First one example using defaults. To ensure that the formula used in both stats is the same, we first save it to a variable.

formula <- y ~ poly(x, 3, raw = TRUE)
ggplot(my.data, aes(x, y)) +
  geom_point() +
  stat_smooth(method = "lm", formula = formula) +
  stat_poly_eq(formula = formula, parse = TRUE)

A ready formatted equation is also returned as a string that needs to be parsed into an expression for display.

formula <- y ~ poly(x, 3, raw = TRUE)
ggplot(my.data, aes(x, y)) +
  geom_point() +
  geom_smooth(method = "lm", formula = formula) +
  stat_poly_eq(aes(label = stat(eq.label)), formula = formula, 
               parse = TRUE)

stat_poly_eq() makes available several character strings in the returned data frame in separate columns: eq.label, rr.label, adj.rr.label, AIC.label, BIC.label, f.value.label and p.value.label. One of these, rr.label, is used by default, but aes() can be used to map a different one to the label aesthetic. Here we show the adjusted coefficient of determination and AIC. We call stat_poly_eq() twice to be able to separately control the positions of the two labels.

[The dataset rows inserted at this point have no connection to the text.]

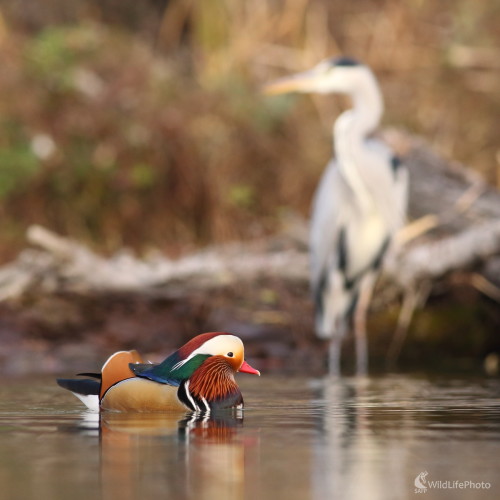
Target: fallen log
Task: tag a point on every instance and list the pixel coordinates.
(58, 287)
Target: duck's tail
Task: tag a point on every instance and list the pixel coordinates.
(91, 390)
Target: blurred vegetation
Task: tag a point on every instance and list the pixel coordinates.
(143, 125)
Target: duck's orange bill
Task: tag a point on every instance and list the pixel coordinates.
(246, 368)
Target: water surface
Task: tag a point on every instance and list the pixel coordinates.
(296, 439)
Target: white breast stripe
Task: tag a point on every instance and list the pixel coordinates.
(188, 394)
(207, 406)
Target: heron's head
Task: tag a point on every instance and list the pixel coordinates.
(340, 75)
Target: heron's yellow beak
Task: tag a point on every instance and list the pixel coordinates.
(301, 82)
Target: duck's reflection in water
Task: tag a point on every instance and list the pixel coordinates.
(188, 456)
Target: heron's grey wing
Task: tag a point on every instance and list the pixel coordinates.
(334, 294)
(388, 180)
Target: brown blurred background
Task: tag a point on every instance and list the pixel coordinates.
(142, 124)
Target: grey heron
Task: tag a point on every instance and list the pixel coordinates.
(359, 205)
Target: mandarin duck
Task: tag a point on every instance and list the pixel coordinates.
(198, 377)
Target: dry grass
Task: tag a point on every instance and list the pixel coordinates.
(130, 127)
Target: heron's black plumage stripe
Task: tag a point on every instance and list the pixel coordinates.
(85, 387)
(379, 258)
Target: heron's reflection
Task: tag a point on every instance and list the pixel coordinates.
(170, 454)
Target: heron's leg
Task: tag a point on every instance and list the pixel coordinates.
(360, 313)
(334, 355)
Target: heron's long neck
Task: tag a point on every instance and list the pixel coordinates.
(350, 132)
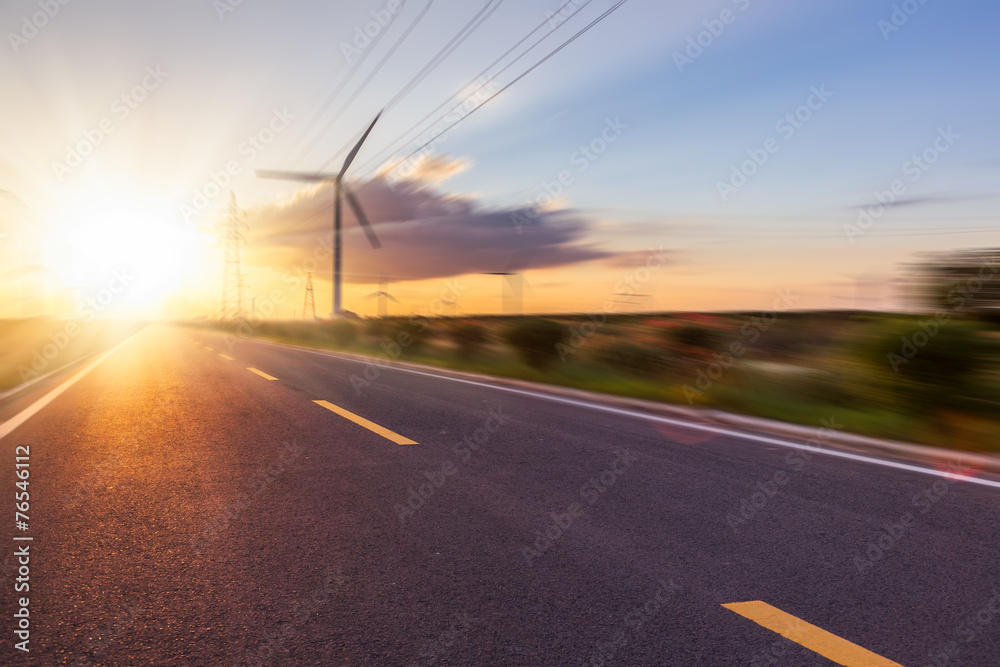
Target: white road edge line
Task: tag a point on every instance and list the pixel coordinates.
(674, 422)
(8, 426)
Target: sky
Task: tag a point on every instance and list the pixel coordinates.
(674, 156)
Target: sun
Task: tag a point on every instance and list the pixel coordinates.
(130, 256)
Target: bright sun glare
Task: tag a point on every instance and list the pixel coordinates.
(131, 253)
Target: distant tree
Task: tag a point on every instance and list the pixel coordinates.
(964, 283)
(535, 340)
(928, 366)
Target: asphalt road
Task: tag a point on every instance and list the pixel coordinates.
(185, 510)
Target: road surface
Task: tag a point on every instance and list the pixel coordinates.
(197, 502)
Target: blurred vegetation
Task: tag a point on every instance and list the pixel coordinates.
(931, 376)
(536, 340)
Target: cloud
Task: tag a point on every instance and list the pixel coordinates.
(632, 259)
(928, 200)
(424, 233)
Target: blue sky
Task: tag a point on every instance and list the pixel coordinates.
(656, 185)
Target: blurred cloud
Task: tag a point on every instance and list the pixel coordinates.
(425, 233)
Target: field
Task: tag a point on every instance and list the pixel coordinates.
(895, 376)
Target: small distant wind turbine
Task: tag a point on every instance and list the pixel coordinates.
(514, 284)
(340, 188)
(383, 297)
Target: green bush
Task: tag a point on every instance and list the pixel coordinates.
(469, 337)
(341, 332)
(640, 360)
(925, 366)
(535, 340)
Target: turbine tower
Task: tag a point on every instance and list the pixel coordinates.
(309, 306)
(231, 307)
(512, 293)
(383, 297)
(340, 189)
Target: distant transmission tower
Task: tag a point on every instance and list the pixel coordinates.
(232, 277)
(310, 303)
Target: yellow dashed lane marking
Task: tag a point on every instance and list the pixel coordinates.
(371, 426)
(805, 634)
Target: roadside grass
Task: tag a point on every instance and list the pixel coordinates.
(807, 371)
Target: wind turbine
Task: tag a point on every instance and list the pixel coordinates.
(383, 295)
(512, 294)
(340, 190)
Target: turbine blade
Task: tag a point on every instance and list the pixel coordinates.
(311, 177)
(357, 147)
(362, 219)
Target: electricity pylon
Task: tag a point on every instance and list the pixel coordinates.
(231, 307)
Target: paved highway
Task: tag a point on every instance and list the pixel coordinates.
(197, 503)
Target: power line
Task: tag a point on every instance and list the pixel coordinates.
(391, 146)
(464, 33)
(523, 74)
(360, 88)
(343, 82)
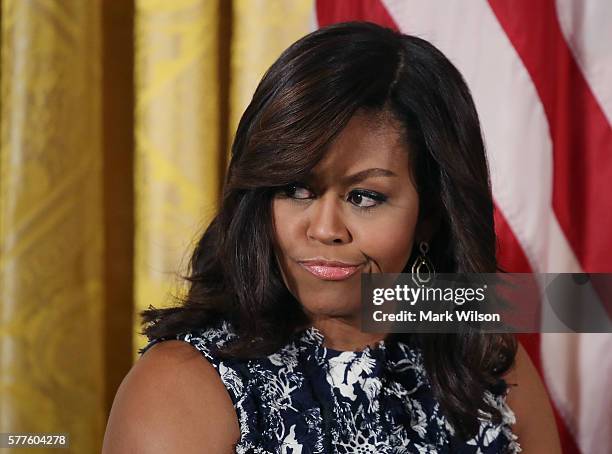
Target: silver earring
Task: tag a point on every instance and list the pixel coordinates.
(419, 277)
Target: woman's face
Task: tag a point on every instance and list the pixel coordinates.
(359, 207)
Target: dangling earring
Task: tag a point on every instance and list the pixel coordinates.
(422, 261)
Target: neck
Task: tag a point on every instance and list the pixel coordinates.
(344, 335)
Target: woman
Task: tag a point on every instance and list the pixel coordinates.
(361, 152)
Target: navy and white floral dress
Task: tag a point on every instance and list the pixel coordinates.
(307, 398)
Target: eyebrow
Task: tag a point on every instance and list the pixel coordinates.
(364, 174)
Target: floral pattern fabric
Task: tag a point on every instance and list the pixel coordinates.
(307, 399)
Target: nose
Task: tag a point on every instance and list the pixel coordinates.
(326, 223)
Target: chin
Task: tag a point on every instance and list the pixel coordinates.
(335, 306)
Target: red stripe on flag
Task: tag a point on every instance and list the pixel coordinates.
(510, 253)
(580, 132)
(331, 12)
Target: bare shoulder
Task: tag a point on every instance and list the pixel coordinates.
(535, 422)
(172, 400)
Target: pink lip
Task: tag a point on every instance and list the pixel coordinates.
(330, 271)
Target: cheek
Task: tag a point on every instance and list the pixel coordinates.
(283, 228)
(389, 241)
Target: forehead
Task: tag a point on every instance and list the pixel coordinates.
(368, 140)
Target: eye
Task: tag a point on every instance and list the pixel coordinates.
(366, 199)
(296, 191)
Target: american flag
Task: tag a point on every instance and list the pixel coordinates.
(540, 72)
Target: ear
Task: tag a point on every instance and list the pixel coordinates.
(426, 228)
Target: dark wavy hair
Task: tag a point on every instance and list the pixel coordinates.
(303, 101)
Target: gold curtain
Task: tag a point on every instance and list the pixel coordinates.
(116, 123)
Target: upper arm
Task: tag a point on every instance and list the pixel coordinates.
(535, 423)
(172, 400)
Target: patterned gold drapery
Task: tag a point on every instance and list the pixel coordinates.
(117, 118)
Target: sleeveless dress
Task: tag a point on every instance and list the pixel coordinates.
(307, 398)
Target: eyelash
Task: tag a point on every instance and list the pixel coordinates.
(377, 197)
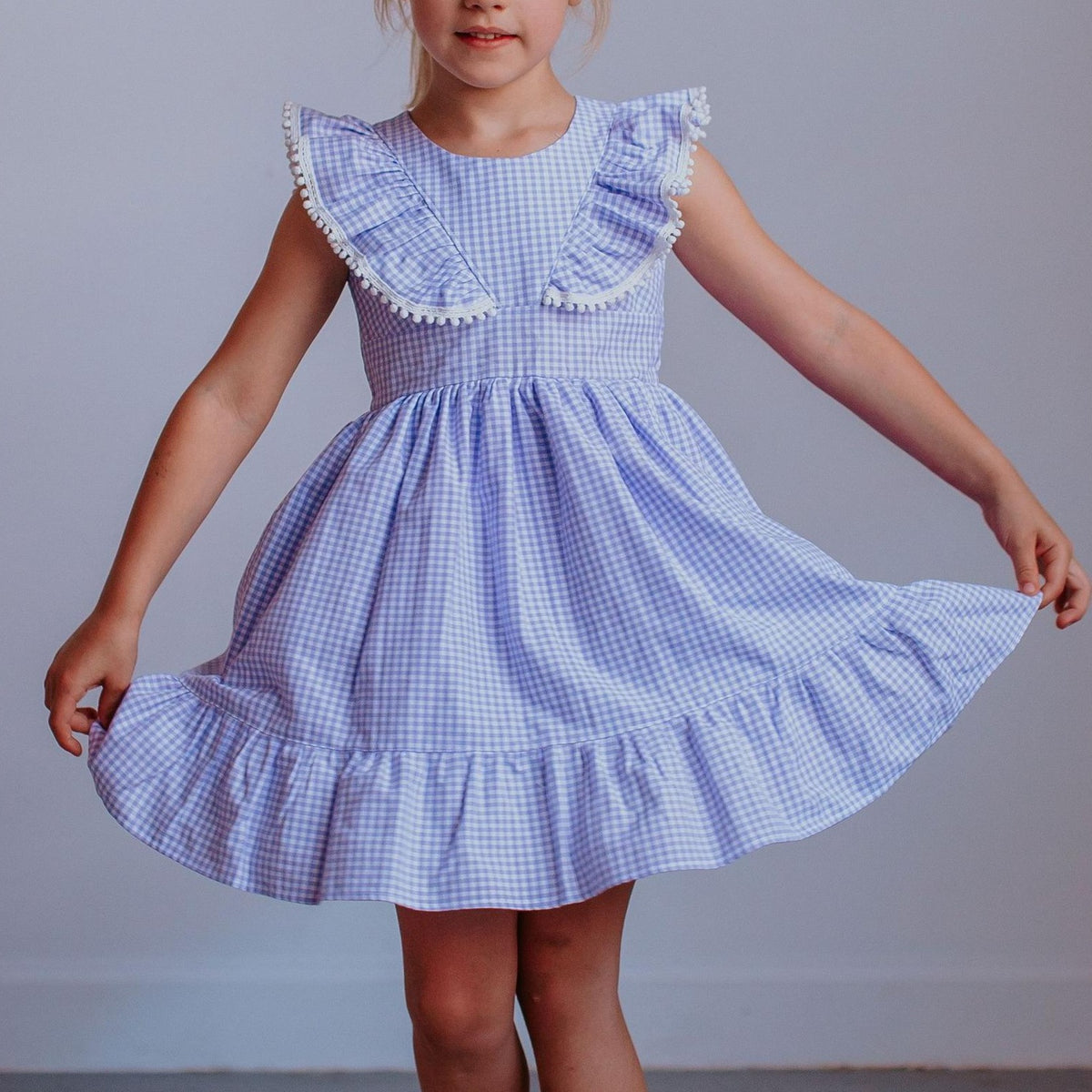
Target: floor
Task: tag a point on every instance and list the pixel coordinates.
(741, 1080)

formula <- y ~ poly(x, 3, raw = TRUE)
ggplot(my.data, aes(x, y)) +
  geom_point() +
  geom_smooth(method = "lm", formula = formula) +
  stat_poly_eq(aes(label = stat(adj.rr.label)), formula = formula, 
               parse = TRUE) +
  stat_poly_eq(aes(label = stat(AIC.label)),
               label.x = "right", label.y = "bottom", size = 3,     
               formula = formula, 
               parse = TRUE)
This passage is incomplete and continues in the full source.